The credit card giant is seeking to patent a system for the “conversion of digital assets to fiat currency.” The foundation of this tech is a process that Mastercard calls “mirrored accounting,” or mirroring a transaction onto a second record to ensure a “reliable and auditable conversion” by essentially creating an immutable receipt of it.
To break it down, this system first receives transaction data consisting of a payer identifier, recipient identifier, and blockchain currency amount, and validates that the entities involved are authorized to make these transactions. The system then determines the payout (a.k.a., how much your crypto is worth).
Then, an identical transaction is generated on a second blockchain, and the validation process happens again. Once that transaction is confirmed, the recipient gets their payout, “without the need for an exchange and in a manner that is more trustworthy and efficient.”
Mastercard said this system bypasses the need for conversions to go through a conventional crypto exchange, which it said are “not regulated institutions and do not have to provide any transparency or accountability, which can result in merchants being taken advantage of or being apprehensive to accept digital asset payments due to the difficulties and dangers in converting their assets to fiat currency.”

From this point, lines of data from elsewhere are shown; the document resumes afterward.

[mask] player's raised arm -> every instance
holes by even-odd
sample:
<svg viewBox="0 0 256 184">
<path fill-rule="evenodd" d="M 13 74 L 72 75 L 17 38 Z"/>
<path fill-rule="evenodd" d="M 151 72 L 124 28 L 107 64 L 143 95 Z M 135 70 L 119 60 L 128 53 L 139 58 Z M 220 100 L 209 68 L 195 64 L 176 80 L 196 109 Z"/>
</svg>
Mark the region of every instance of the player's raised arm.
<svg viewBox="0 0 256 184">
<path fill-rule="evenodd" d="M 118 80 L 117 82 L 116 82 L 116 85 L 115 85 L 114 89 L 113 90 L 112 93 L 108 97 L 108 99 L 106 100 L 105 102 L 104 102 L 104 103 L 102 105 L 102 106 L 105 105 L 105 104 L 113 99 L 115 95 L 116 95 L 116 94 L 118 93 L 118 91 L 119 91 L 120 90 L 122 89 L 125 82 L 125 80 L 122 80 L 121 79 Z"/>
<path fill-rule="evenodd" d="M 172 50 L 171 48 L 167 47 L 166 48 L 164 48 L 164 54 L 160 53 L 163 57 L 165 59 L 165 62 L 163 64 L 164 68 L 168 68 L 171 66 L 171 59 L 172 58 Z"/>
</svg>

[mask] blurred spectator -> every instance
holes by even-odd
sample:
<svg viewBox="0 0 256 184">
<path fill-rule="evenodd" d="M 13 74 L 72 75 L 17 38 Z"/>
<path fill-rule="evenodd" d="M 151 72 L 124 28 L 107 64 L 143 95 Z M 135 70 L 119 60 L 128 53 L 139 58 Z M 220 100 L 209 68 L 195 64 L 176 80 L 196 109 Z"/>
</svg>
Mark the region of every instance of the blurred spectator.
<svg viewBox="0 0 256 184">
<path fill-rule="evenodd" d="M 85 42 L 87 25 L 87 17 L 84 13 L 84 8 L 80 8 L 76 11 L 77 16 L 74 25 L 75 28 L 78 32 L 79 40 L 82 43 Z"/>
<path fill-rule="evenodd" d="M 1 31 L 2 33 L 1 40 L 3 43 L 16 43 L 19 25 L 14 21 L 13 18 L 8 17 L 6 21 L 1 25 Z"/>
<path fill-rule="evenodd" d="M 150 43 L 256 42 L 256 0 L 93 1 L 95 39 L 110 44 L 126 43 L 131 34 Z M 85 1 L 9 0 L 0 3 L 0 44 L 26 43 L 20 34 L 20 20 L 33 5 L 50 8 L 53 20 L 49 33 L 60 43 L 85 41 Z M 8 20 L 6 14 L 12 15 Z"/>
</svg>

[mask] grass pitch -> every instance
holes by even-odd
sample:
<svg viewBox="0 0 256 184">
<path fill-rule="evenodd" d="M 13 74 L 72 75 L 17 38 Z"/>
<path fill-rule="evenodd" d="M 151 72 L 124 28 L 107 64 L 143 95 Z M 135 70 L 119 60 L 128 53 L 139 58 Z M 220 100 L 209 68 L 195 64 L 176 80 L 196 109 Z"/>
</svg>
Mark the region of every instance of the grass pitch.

To put it lightly, cryptocurrency companies had a really bad year last year. Some of the most notable to collapse include FTX, which faced a liquidity crisis in November and soon after filed for bankruptcy, Voyager Digital, which filed for bankruptcy in July, and Genesis Global, which filed for bankruptcy in January after reporting stark losses in 2022.
The crypto market overall has yet to recover from last year’s crash. But traditional financial institutions like Mastercard taking an interest in the tech could be the credibility that the industry needs to get back on its feet, said Aaron Rafferty, co-founder at StandardDAO.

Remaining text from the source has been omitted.